Outro ponto sensível para o setor é o nível dos juros controlados. No Plano Safra 2019/20, o governo elevou a taxa para 8,5% a 10,5% por ano, o que não agradou as montadoras. “Não basta oferecer crédito, tem de ofertar com juros atrativos, com taxas viáveis e com base no atual patamar da taxa Selic”, reforça Miguel Neto, que também é diretor de Assuntos Corporativos da John Deere na América Latina.
Embora ofereçam alternativas de financiamento para os seus produtos, com parcerias para empréstimos com bancos privados ou consórcios próprios, as montadoras consideram que a postura pública tende a influenciar no apetite do produtor rural para a renovação ou a ampliação da frota. Além disso, essas modalidades do setor privado, conforme Anfavea e ABIMAQ, ainda são restritas a agricultores com alta capitalização, deixando os pequenos e médios de fora e dependentes do recurso subsidiado. “Trata-se de um setor que ainda depende de recursos subsidiados para financiar a produção, por isso, a política de crédito pesa muito sobre o desempenho e sobre a decisão de investimento do produtor”, pondera Estevão Bastos.
Otimismo cauteloso
A apreensão do setor se deve aos resultados do ano passado. Em 2019, a comercialização interna de máquinas agrícolas e rodoviárias caiu 8,4% em comparação com o ano anterior para 43.735 unidades, conforme dados divulgados pela Anfavea. A projeção para o ano era de alta de 10% a 11%. O desempenho negativo é atribuído pelos representantes da indústria ao atraso na divulgação da política pública de financiamento agropecuário.
Para reverter o cenário observado no último ano, o setor aposta na perspectiva de produção abundante de commodities agrícolas associada à estabilidade da taxa Selic. “Estruturalmente, os ingredientes do setor sinalizam aumento da receita do produtor. O único ´senão´ é a indefinição atual quanto à política agrícola a ser adotada”, avalia Estevão Bastos, que também é diretor de Relações Institucionais da Jacto.
Apesar dos fatores positivos para a cadeia, a previsibilidade quanto aos recursos que serão disponibilizados pelo governo federal será determinante para a recuperação nas vendas. “Se a política para o ano safra 2020/21 for a mesma do anterior, o desempenho do setor deve se repetir, contudo se a durabilidade do crédito corresponder ao ano safra, o crescimento é quase certo”, argumenta o vice-presidente da Anfavea. Tanto a Anfavea quanto a ABIMAQ esperam alta de 3% no mercado doméstico em 2020.

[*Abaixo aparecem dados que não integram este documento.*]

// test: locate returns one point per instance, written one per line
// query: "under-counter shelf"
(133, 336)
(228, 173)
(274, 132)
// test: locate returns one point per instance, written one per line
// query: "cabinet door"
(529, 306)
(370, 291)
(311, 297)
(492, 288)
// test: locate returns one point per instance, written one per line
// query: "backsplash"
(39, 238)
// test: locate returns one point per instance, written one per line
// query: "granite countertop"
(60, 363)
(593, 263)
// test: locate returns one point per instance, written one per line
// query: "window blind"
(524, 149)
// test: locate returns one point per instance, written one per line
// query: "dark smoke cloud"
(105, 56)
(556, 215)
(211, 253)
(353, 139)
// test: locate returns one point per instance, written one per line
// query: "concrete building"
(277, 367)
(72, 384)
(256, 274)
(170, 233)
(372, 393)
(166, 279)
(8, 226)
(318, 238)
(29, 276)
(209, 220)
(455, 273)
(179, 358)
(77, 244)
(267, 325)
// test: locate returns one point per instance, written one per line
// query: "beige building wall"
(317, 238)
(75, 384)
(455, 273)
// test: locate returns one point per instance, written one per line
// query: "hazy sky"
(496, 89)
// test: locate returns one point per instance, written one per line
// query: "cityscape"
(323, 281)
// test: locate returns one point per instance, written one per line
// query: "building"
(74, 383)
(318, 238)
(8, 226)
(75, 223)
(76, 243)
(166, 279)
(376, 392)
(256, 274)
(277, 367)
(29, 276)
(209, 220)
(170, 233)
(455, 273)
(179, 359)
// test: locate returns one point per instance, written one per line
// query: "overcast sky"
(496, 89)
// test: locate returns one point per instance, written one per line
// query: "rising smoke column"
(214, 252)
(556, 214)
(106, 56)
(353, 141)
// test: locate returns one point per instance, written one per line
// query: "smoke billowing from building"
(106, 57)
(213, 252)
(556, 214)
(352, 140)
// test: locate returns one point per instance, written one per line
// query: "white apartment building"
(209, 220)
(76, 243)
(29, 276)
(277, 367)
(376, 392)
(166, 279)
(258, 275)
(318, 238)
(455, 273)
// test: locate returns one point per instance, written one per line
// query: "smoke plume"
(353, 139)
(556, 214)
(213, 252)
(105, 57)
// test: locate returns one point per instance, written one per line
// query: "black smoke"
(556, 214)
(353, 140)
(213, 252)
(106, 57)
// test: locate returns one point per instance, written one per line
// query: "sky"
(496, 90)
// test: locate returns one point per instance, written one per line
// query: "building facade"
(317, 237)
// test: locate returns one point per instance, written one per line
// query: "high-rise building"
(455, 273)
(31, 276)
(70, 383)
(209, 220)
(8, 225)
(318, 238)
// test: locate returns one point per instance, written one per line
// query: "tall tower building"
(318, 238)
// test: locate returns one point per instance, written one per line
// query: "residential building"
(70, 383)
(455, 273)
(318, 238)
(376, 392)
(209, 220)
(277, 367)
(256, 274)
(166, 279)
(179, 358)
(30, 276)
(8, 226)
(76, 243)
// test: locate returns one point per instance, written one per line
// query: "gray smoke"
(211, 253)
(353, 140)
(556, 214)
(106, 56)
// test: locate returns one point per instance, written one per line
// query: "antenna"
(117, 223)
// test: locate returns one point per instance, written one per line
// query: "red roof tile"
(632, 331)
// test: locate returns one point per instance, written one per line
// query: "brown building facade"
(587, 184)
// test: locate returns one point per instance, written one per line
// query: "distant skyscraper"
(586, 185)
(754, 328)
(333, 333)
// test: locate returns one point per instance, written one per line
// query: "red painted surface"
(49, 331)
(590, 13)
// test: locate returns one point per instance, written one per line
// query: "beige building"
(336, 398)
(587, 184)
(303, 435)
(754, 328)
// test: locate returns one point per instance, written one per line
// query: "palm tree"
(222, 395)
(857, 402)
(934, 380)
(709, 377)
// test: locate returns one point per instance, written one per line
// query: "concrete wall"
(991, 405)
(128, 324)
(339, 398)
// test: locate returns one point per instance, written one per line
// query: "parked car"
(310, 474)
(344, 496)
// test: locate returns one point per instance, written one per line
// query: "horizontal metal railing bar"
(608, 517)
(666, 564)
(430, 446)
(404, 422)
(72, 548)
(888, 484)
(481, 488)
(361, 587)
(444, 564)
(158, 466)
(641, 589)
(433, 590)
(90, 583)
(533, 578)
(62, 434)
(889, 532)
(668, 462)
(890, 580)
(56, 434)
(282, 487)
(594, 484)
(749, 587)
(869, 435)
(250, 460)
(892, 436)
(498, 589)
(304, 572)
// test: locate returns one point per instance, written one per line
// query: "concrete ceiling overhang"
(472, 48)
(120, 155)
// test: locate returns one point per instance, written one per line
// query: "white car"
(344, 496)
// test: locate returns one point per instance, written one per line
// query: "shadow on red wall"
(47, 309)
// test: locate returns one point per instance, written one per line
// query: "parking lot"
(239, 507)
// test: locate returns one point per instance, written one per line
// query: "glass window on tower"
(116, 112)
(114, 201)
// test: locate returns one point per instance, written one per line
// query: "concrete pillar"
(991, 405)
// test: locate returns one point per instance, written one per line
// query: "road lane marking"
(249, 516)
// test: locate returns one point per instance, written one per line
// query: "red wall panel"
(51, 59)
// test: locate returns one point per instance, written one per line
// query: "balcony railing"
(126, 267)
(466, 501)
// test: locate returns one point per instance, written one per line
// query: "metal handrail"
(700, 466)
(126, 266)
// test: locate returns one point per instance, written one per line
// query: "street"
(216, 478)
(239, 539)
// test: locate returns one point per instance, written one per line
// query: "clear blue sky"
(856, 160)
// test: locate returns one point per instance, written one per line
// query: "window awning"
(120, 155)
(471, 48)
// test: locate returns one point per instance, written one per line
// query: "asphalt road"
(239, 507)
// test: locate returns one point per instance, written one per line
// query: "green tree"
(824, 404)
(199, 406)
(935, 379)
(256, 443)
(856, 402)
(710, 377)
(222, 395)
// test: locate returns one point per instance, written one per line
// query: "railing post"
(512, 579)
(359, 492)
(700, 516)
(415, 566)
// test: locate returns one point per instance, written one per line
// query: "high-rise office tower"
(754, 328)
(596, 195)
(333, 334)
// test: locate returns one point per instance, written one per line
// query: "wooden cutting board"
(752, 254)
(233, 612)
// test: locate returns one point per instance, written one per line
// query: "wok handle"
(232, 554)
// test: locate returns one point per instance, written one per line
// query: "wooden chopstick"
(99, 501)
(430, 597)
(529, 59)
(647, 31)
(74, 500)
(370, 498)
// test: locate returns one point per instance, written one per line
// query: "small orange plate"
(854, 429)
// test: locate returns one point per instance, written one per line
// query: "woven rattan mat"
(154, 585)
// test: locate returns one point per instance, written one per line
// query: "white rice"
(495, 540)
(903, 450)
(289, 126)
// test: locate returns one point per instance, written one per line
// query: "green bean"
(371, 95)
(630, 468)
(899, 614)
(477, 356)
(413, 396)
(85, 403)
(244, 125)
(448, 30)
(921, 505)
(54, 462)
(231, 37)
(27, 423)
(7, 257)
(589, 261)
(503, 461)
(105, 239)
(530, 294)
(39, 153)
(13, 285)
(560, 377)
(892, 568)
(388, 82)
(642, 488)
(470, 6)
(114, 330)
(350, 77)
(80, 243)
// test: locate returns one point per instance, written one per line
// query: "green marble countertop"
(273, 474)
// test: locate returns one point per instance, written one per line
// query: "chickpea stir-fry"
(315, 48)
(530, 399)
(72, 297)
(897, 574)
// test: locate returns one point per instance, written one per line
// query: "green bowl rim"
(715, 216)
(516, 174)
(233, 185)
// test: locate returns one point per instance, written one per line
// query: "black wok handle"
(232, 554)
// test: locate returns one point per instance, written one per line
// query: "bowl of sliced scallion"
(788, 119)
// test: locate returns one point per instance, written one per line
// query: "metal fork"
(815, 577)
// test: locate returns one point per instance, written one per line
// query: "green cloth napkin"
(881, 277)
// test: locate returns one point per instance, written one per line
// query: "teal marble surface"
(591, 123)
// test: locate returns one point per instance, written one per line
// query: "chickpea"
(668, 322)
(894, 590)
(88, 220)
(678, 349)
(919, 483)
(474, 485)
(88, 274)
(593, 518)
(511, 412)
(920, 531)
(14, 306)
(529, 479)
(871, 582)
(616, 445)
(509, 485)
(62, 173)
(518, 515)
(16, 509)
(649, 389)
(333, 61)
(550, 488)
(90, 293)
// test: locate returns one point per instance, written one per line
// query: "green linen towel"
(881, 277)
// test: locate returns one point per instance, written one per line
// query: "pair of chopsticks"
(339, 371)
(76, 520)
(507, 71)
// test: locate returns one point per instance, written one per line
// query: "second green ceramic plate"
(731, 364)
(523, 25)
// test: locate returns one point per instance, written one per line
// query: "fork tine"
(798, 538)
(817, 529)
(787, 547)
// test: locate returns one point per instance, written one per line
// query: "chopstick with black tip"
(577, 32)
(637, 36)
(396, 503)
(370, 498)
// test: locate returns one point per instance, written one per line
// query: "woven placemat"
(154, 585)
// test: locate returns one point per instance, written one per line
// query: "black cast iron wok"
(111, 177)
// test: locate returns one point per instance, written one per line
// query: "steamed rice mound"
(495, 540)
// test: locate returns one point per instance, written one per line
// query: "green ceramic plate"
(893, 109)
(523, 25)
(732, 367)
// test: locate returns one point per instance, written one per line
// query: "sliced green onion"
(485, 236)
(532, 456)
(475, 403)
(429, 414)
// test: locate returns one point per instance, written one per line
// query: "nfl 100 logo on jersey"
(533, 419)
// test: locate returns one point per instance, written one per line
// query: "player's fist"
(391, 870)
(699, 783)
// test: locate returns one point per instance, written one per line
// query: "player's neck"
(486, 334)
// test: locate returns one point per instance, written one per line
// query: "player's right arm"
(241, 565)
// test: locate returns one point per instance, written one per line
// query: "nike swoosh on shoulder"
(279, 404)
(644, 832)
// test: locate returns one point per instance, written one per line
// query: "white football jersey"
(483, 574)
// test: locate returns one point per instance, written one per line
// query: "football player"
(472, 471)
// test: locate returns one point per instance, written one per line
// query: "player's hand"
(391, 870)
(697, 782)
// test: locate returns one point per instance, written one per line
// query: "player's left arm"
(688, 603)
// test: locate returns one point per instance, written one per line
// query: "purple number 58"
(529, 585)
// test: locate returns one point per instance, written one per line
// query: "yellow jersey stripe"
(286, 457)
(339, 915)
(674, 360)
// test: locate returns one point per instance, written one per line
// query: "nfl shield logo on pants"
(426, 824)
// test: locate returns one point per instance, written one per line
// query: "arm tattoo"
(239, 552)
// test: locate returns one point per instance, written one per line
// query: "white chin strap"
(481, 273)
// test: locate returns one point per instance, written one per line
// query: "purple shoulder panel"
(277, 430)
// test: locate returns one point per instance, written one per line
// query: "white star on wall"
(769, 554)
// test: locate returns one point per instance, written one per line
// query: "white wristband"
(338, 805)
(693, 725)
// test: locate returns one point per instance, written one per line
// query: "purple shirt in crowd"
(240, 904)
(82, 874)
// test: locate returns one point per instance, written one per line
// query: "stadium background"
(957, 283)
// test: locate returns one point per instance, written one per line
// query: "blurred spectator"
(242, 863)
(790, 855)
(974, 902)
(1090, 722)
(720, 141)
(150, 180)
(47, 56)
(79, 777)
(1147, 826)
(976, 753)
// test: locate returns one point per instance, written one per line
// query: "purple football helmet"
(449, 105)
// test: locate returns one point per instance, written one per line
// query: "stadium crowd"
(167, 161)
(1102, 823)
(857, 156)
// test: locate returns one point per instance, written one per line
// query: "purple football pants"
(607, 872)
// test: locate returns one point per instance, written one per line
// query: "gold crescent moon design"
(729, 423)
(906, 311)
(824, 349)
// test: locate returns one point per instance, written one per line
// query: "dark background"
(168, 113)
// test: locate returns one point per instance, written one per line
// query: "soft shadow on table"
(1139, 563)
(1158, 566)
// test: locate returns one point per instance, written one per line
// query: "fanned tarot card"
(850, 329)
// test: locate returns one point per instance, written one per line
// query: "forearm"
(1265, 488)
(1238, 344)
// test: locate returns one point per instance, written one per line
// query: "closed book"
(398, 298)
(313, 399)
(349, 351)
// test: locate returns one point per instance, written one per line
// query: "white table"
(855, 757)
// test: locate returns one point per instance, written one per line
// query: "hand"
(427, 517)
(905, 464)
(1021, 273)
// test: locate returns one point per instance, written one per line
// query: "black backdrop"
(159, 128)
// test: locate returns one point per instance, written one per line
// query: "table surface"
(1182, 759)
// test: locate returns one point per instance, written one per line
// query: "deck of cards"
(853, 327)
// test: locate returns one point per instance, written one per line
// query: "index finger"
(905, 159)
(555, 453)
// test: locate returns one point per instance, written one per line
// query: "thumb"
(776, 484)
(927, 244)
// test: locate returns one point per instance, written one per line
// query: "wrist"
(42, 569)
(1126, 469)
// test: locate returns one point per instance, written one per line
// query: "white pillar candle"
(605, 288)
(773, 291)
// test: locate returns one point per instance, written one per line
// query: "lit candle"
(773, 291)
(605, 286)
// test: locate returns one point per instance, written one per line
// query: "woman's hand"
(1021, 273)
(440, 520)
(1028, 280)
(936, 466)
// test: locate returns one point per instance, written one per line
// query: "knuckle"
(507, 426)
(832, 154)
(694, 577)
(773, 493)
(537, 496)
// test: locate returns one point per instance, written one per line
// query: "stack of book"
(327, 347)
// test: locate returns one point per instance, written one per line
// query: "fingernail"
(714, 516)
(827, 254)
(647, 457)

Quanto às líderes de mercado, as projeções variam entre estabilidade e alta. A norte-americana AGCO prevê crescer acima de 5% e estima o mesmo para o setor nacional. “O produtor percebe a necessidade de investimento em novas tecnologias, embora as adversidades de crédito persistam”, projeta o vice-presidente de vendas da AGCO para América do Sul, Rodrigo Junqueira. Mais cautelosa, a Case IH, subsidiária da CNH Industrial, espera que o segmento registre de estabilidade a leve alta. Gerente de Marketing Comercial da marca, Eduardo Penha, considera que o desempenho da indústria deve ficar entre o observado em 2019 e 2018 e que a empresa deve acompanhar o crescimento geral de máquinas e equipamentos.
A John Deere não divulga previsão de faturamento individualmente por país, mas espera que as vendas de tratores e colheitadeiras na América Latina fiquem abaixo do registrado no ano fiscal de 2019, encerrado em 3 de novembro. O Brasil é a segunda maior frente da companhia, atrás apenas dos Estados Unidos. Mesmo com o cenário incerto, Miguel Neto garante que a empresa vai continuar investindo na atuação nacional por meio de aquisição de empresas, ampliação de fábricas e aporte de novos maquinários. Com sete fábricas no país, a JD investe até US$ 150 milhões no País ao ano. “É a nossa forma de dizer que, apesar das incertezas, confiamos neste mercado”, diz.